Sliding doors, calciomercato e…Champions: Modric poteva essere dell’Ajax…

Sliding doors. Il calcio ha i suoi disegni che si intrecciano con il destino. E spesso la soluzione tende ad essere intricata. Ajax-Real Madrid ha un potenziale…ex in campo. Si tratta del Pallone d’Oro Luka Modric che si ritrova da avversario in quella che avrebbe dovuto essere la sua “casa” nel 2007.

di Redazione Il Posticipo

Sliding doors in salsa spagnola. Il calcio ha i suoi disegni che si intrecciano con il destino. E spesso la soluzione tende ad essere intricata. Oltre a Huntelaar, Ajax-Real Madrid ha un potenziale…ex in campo. Si tratta del Pallone d’Oro Luka Modric che si ritrova da avversario in quella che avrebbe dovuto essere la sua “casa” nel 2007.

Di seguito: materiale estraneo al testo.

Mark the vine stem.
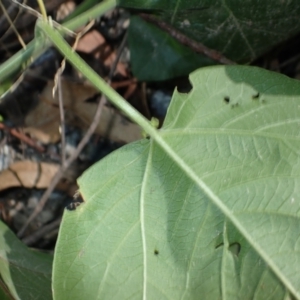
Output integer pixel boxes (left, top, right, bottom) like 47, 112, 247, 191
38, 21, 300, 298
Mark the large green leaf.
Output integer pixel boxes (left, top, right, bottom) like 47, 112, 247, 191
53, 66, 300, 299
0, 222, 52, 300
119, 0, 300, 80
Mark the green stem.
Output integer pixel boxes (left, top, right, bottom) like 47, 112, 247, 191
38, 22, 298, 295
0, 0, 117, 84
37, 20, 152, 136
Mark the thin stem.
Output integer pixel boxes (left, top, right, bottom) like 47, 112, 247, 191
37, 0, 47, 21
0, 0, 117, 84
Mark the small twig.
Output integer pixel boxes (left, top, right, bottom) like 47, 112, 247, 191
17, 28, 126, 237
57, 67, 66, 166
140, 14, 236, 65
108, 31, 128, 79
22, 218, 61, 246
0, 1, 26, 49
18, 95, 105, 237
0, 123, 45, 152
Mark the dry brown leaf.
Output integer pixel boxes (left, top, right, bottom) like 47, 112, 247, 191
25, 79, 142, 143
0, 160, 59, 191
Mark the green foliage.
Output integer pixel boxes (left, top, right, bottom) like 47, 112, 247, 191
128, 16, 214, 81
119, 0, 300, 80
0, 0, 300, 300
0, 222, 52, 300
53, 67, 300, 299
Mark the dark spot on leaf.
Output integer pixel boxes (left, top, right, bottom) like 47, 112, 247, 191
229, 243, 241, 256
224, 97, 230, 103
66, 191, 84, 210
215, 243, 224, 249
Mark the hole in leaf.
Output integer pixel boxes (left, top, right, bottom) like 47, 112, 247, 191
229, 243, 241, 256
215, 243, 224, 249
224, 97, 230, 103
66, 191, 84, 211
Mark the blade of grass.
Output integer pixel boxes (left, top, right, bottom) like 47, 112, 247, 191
37, 20, 300, 298
0, 0, 116, 84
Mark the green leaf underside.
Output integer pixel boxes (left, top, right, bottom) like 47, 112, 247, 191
53, 66, 300, 299
0, 222, 52, 300
119, 0, 300, 80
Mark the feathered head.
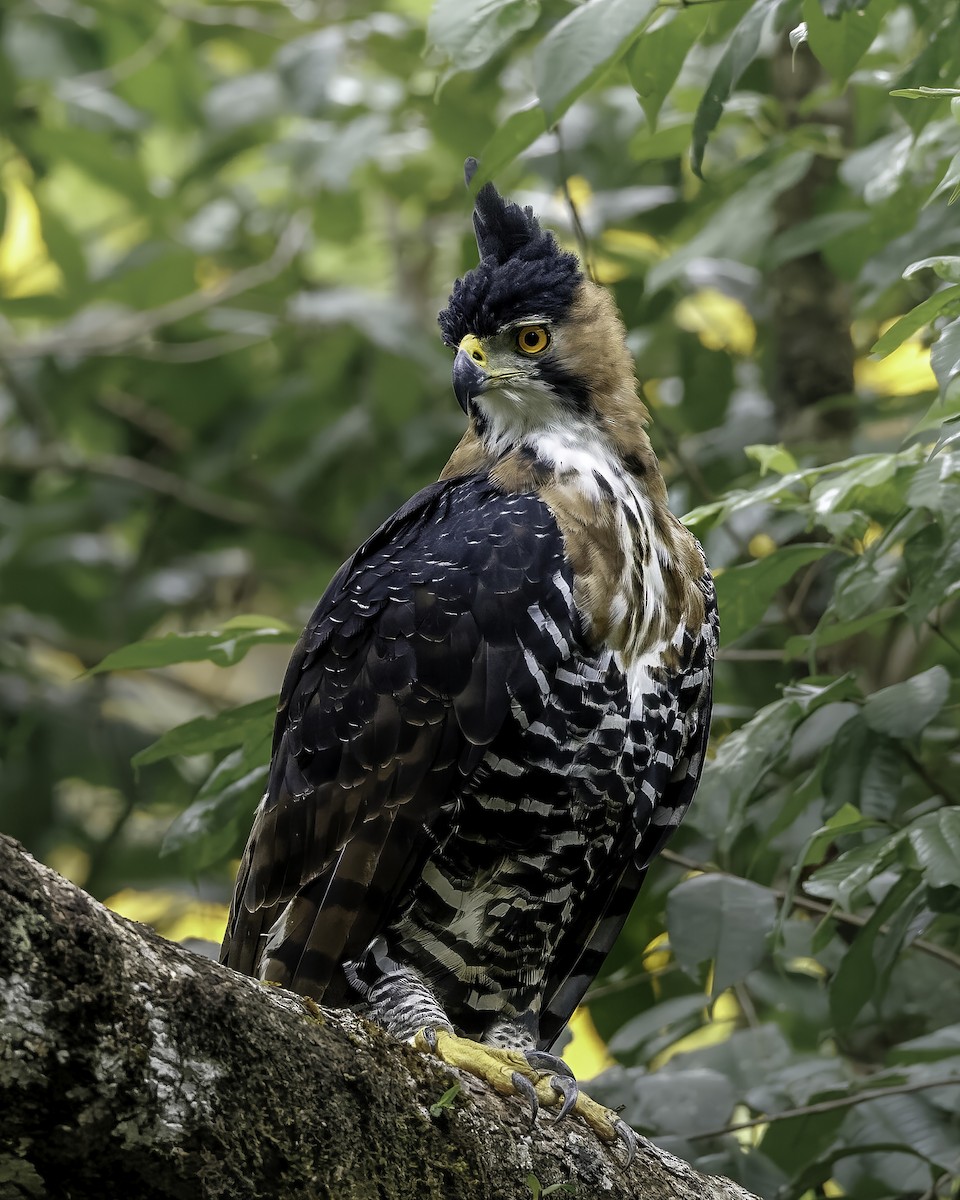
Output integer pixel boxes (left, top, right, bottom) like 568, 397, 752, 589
439, 158, 583, 347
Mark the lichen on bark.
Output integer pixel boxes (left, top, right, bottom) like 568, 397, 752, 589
0, 836, 749, 1200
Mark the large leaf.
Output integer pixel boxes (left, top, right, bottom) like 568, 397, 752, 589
930, 317, 960, 397
871, 283, 960, 358
667, 875, 776, 995
626, 5, 708, 130
715, 542, 834, 646
161, 728, 271, 872
863, 666, 950, 738
690, 0, 781, 178
830, 872, 919, 1030
133, 696, 277, 767
533, 0, 656, 125
90, 614, 298, 674
803, 0, 890, 84
907, 806, 960, 888
823, 716, 904, 821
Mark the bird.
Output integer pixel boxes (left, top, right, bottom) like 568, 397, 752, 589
221, 160, 719, 1162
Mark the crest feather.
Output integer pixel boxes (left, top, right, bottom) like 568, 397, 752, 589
439, 158, 583, 347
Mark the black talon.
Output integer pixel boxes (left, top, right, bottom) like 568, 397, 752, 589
523, 1050, 576, 1094
510, 1070, 540, 1126
550, 1075, 580, 1124
613, 1120, 637, 1170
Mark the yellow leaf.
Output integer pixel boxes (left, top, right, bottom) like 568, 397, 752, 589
104, 888, 228, 942
746, 533, 776, 558
853, 338, 937, 396
674, 288, 757, 356
563, 1004, 614, 1080
0, 158, 64, 299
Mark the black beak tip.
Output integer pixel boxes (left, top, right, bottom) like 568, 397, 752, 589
454, 350, 487, 413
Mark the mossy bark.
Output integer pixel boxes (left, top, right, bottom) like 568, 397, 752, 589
0, 836, 749, 1200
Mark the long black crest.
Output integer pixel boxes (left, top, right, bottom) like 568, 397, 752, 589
439, 158, 583, 346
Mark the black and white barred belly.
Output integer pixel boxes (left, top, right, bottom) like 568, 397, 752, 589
388, 595, 706, 1044
222, 463, 715, 1043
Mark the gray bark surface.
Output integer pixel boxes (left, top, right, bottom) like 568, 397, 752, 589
0, 835, 752, 1200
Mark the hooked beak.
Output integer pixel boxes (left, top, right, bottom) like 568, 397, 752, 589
454, 346, 487, 413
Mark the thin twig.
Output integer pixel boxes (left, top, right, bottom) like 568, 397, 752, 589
688, 1075, 960, 1141
58, 16, 179, 100
0, 446, 259, 526
583, 961, 681, 1008
553, 126, 596, 283
660, 850, 960, 970
0, 212, 310, 359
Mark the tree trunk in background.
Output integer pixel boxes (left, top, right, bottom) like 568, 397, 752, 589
0, 836, 750, 1200
769, 37, 857, 455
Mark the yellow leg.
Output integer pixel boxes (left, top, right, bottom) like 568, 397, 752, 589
413, 1030, 636, 1163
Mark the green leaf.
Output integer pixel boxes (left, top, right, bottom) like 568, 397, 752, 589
690, 0, 781, 179
715, 542, 835, 646
767, 212, 870, 268
604, 1063, 737, 1132
830, 871, 918, 1030
470, 106, 547, 184
743, 443, 797, 478
686, 698, 805, 848
430, 1084, 461, 1117
784, 605, 904, 659
930, 317, 960, 397
427, 0, 540, 71
803, 804, 876, 866
907, 806, 960, 888
863, 666, 950, 738
870, 283, 960, 359
90, 616, 298, 674
132, 696, 277, 767
667, 875, 776, 996
803, 0, 890, 84
626, 5, 708, 130
902, 254, 960, 283
608, 992, 707, 1055
532, 0, 656, 125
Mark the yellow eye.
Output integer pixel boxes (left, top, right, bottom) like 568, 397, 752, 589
517, 325, 550, 354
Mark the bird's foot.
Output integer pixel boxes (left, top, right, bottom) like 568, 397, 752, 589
413, 1028, 637, 1166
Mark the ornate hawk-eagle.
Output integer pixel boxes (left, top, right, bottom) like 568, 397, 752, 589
222, 169, 718, 1148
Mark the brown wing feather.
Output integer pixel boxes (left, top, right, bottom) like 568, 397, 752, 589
221, 476, 565, 1003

LONDRA – La storia, riportata da Marca, risale al 2007. Undici anni, fa quando il ragazzo appena ventiduenne mostrava lampi di talento alla Dinamo Zagabria. L’Ajax è volato in Croazia per assicurarsi il cucciolo di campione e l’accordo era stato trovato. Si sa, però, che nel calcio mai dire “è fatta” prima delle firme. E così al momento di mettere nero su bianco tutto è andato a monte. Tutta colpa dell’Arsenal. La Dinamo aveva intenzione di vendere il proprio gioiello ma da Londra arriva una richiesta del tutto inaspettata. I gunners erano interessati a…Eduardo. L’offerta, di quelle che non si potevano rifiutare: 17 milioni di euro. Quanto basta per impacchettare l’attaccante. E così Modric è andato comunque a Londra, ma quache anno dopo, cambiando…quadrante del quartiere. Il centrocampista firma per il Tottenham.

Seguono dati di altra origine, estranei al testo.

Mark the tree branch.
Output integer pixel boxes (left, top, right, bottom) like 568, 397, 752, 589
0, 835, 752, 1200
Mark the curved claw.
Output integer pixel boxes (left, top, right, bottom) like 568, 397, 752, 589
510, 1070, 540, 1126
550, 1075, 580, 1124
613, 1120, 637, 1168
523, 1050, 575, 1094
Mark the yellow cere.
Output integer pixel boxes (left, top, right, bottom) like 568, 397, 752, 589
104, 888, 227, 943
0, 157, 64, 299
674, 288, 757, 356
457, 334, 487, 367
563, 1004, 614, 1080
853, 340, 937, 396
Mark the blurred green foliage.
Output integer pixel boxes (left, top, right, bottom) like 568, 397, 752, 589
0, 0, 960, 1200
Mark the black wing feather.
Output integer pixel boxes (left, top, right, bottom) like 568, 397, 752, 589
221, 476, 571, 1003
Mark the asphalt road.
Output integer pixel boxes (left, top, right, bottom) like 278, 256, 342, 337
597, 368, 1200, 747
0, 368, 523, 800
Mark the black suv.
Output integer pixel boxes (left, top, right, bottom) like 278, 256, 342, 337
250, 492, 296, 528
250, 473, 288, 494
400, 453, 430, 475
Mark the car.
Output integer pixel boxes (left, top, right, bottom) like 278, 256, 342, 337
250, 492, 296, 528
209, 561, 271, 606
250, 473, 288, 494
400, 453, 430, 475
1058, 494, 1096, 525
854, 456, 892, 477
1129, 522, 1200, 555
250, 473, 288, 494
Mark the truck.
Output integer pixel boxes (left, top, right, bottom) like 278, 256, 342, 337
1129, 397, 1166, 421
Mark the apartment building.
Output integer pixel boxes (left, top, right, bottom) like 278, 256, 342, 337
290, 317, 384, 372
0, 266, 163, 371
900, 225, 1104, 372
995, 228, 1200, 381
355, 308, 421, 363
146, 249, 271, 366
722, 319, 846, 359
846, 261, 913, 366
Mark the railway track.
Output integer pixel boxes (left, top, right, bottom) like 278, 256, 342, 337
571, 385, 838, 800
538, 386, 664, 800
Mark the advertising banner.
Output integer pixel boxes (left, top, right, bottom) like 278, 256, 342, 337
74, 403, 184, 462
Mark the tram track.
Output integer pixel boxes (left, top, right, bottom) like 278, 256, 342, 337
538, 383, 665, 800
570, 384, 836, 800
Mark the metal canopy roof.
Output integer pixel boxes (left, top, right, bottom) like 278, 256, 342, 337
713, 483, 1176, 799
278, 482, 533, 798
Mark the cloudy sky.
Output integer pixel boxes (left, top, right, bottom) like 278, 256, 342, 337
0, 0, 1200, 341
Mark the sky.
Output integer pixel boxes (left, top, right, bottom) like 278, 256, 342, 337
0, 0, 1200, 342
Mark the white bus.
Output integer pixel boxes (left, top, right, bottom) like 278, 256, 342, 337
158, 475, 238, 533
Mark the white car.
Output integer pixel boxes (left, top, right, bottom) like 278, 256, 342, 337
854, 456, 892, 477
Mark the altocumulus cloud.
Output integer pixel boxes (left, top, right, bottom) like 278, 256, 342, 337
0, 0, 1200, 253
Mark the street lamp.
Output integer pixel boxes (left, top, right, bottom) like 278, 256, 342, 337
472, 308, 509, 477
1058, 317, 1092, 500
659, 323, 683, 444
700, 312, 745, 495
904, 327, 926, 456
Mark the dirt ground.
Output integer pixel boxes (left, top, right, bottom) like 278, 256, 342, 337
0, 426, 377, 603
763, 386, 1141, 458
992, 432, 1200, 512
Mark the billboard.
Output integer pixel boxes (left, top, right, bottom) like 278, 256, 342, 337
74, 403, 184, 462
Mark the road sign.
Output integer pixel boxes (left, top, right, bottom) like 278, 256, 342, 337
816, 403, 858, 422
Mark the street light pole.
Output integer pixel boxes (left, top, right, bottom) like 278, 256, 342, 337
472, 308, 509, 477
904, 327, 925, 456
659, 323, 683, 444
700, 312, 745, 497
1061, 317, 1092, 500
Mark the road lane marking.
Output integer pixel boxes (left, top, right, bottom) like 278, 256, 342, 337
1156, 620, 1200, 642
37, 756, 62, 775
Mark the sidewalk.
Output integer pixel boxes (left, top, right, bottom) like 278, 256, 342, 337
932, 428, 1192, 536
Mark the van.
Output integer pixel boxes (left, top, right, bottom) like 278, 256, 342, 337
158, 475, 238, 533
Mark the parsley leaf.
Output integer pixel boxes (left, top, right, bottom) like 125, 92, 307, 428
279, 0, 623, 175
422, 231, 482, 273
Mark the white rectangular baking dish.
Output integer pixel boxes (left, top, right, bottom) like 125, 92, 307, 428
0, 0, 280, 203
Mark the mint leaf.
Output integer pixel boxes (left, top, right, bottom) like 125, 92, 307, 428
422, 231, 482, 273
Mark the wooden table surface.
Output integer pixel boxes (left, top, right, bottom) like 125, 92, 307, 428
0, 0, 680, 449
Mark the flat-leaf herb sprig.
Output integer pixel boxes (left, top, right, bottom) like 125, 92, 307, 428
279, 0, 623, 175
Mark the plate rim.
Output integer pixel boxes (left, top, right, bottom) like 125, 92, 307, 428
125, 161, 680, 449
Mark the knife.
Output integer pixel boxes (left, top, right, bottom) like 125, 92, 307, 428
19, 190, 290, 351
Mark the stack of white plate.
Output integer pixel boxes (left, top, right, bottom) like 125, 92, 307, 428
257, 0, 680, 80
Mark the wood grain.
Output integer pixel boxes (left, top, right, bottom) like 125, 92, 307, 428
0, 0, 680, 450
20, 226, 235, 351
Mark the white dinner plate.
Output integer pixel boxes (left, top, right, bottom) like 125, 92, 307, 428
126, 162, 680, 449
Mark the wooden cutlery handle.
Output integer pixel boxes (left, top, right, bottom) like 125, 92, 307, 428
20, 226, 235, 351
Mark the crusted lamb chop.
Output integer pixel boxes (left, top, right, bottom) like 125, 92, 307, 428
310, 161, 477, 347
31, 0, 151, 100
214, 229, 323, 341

CRUIJFF – Eppure le ambizioni di Modric, secondo quanto riportato dal quotidiano spagnolo che ha ripreso la storia dalla rivista olandese “Panorama”, erano ben diverse. Il ragazzo aveva un mito: Cruijff. E non a caso era stato ribattezzato “piccolo Crujiff”. Tesi confermata anche da Didulica, ex giocatore dell’Ajax nonché amico di Modric. “Luka mi ha chiesto per lungo tempo dell’Ajax, voleva conoscete tutto quello che c’era da sapere sul club”. Un amore che è rimasto platonico. Del resto, quando è arrivata l’offerta del Tottenham, si trattava, ancora una volta, di un prezzo difficile da rifiutare. 21 milioni di euro. Una scelta che fra l’altro ha causato diversi problemi anche con la legge… Ma questa è decisamente un’altra storia!